Efficient data retention policies
Last year Retool authored a post describing how they upgraded a 4 TB PostgreSQL database from 9.6 to 13 with “minimal downtime.” It’s a good blog post—major version upgrades of PostgreSQL are hard—but one sentence in particular caught my eye:
“The larger 2 TB table, an append-only table of audit events in the app, was easy to transfer: we waited until after the cutover to migrate the contents, as the Retool product functions just fine even if that table is empty.”
The “append-only table of audit events” is a recurring character in internet businesses, and it often ends up being by far the largest table in your database. In Retool’s case it was about half the DB, and at Crimson our audit table is similarly large. This table is everywhere. If you’ve worked in the industry for more than a few months you’ve ran into it, and it can get out of hand if you don’t get on top of it.
Over at gethook we don’t yet have an audit table, but we do have something analogous. Our
event table contains a row for every webhook we receive, and it gets big pretty quickly despite us only being in closed beta.
Provided you have the right indexes and aren’t running pathological queries table size isn’t a concern for day-to-day database performance, but large tables do cause other issues. Databases are uniquely hungry for IOPS which pushes up the price of database disks compared to other storage options, and large tables also make migrations significantly harder and slower—as the Retool engineering team will attest to.
Both Stripe and gethook only retain webhook events for 30 days for these reasons. There’s no real reason to store a bunch of rarely accessed historical data inside your main production database. The costs almost always outweigh the benefits.
The key here is to have a background worker periodically delete old data from your database, but there’s an art to doing this efficiently. Most implementations I’ve seen are wrong, and in this post I’ll explain how to do it correctly.
The components of an efficient data cleanup job are as follows:
Delete in batches. Batching the work is important because it safeguards us against our worker process timing out, and also makes individual delete queries run faster. Trying to delete millions of rows in a single query is likely to take some time, and long-running transactions can introduce feedback into the rest of the system.
💡 A key part of designing systems which last is to limit “worst case load.” Batching the process of deleting old data means our query only ever works on
N rows at a time, which caps its worst case execution time.
Don’t load data into your worker process. You want to be deleting data with a single query to minimize network traffic. Anything which does a
delete is violating this best practice.
Don’t send deleted items over the wire. Following the same logic as the previous point, you don’t want to put a
returning clause in your query. Less data transfer means quicker data cleanup.
With that out of the way, here’s a query that efficiently deletes old data by following the aforementioned guidelines.
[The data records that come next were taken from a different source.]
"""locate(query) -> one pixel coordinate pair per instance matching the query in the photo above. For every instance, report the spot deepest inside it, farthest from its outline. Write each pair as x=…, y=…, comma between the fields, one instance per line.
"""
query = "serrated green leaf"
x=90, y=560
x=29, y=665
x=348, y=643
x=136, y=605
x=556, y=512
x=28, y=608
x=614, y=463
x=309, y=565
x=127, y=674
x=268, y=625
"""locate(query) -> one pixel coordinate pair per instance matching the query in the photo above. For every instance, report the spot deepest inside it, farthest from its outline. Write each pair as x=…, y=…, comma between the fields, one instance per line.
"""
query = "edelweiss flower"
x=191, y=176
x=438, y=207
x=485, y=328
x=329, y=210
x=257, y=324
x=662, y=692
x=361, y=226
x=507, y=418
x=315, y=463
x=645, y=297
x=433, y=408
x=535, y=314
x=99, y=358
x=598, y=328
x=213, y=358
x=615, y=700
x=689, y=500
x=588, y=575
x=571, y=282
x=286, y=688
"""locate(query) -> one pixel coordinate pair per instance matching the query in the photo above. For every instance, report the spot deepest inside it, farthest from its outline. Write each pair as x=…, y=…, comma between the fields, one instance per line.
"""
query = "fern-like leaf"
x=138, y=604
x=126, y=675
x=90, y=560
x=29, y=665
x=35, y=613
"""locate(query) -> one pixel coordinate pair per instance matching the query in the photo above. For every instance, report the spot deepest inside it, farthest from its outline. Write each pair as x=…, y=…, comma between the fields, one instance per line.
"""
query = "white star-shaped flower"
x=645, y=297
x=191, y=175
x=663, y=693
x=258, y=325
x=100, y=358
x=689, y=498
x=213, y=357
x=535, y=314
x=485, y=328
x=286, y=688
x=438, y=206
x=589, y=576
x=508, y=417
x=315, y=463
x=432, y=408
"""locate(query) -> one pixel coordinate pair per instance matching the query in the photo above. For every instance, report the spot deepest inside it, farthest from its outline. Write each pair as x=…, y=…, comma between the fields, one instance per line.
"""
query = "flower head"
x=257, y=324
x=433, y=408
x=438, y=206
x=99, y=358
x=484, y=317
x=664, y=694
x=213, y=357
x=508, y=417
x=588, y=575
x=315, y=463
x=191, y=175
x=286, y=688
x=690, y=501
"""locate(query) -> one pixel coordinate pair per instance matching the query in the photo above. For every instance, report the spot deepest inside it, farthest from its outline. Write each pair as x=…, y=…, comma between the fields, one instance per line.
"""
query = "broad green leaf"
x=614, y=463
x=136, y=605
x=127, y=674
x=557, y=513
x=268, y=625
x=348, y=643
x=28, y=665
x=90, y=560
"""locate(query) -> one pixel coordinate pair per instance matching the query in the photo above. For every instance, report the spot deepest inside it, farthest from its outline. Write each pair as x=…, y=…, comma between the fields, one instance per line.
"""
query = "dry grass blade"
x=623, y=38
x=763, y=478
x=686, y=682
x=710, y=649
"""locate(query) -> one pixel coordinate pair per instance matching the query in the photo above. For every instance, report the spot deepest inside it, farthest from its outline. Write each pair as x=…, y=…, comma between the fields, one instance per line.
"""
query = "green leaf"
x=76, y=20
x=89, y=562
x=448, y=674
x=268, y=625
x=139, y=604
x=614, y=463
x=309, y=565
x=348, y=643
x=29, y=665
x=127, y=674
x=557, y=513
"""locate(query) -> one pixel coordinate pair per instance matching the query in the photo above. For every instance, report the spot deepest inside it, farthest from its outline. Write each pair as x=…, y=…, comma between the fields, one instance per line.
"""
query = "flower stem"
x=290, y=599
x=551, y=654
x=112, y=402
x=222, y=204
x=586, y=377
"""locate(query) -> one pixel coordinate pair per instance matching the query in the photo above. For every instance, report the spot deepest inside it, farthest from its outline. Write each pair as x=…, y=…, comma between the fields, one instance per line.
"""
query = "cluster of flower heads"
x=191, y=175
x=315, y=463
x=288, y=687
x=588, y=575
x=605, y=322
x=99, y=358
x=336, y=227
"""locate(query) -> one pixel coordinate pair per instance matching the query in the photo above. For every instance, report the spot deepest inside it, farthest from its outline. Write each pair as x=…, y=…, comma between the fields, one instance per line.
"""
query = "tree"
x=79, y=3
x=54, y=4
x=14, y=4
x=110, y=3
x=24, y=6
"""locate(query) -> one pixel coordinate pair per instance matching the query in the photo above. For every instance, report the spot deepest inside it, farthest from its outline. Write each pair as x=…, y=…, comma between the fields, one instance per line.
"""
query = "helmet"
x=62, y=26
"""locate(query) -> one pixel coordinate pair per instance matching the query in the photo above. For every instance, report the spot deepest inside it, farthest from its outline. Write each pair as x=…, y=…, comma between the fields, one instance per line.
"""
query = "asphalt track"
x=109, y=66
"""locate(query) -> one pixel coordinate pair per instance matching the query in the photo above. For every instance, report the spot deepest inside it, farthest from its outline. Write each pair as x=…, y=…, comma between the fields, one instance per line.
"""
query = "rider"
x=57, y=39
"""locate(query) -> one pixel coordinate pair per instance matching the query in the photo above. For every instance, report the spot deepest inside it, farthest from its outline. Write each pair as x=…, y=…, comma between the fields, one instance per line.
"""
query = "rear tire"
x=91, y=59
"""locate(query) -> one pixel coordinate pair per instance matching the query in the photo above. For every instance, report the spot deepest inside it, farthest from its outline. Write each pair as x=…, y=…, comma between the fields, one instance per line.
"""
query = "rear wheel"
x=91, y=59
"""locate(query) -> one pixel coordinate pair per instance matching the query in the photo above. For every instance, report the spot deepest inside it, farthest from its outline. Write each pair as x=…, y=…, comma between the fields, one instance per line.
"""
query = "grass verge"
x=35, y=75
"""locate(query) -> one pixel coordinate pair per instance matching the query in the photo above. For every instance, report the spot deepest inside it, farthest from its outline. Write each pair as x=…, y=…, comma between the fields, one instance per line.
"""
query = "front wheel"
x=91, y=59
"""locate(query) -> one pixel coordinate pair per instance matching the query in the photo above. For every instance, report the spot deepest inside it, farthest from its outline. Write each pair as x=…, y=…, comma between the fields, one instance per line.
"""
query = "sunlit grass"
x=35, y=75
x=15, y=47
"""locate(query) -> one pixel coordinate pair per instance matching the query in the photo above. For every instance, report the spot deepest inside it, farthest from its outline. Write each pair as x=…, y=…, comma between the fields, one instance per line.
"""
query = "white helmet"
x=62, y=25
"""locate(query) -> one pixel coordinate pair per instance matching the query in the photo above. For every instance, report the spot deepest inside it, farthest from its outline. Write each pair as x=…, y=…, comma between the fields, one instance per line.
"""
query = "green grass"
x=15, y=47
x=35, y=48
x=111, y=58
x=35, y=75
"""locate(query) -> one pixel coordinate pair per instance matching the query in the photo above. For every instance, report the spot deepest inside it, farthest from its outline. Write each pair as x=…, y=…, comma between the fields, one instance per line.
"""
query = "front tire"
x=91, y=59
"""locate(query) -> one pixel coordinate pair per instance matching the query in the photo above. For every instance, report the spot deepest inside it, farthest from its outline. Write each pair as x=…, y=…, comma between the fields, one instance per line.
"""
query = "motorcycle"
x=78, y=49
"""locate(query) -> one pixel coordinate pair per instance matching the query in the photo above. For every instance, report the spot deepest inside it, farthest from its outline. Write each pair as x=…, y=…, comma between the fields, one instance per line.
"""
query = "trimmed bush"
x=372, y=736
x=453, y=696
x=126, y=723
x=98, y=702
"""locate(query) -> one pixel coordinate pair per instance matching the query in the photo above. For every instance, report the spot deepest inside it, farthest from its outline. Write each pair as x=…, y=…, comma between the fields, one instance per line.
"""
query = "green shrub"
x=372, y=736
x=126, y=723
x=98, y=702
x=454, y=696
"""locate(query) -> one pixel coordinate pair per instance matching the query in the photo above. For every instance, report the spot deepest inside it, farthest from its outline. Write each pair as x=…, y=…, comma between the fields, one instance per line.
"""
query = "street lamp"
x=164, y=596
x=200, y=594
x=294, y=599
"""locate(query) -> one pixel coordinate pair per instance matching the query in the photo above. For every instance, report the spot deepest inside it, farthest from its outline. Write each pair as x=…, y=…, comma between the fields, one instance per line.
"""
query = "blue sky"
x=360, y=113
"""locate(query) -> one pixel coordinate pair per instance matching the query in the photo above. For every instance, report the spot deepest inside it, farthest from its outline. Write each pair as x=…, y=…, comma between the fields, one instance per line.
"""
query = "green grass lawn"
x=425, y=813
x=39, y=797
delete from "event"where "id" in ( select "id" from "event" where "created_at" < @horizon limit @batch_size)
PostgreSQL (and SQLite1) require the most complex query, which is an unusual occurrence as Postgres tends to be very expressive. The problem is that Postgres doesn’t support a
limit clause inside a
delete statement which necessitates the use of a subquery to emulate a
limit. A CTE works, too, but I personally find the subquery variant more readable.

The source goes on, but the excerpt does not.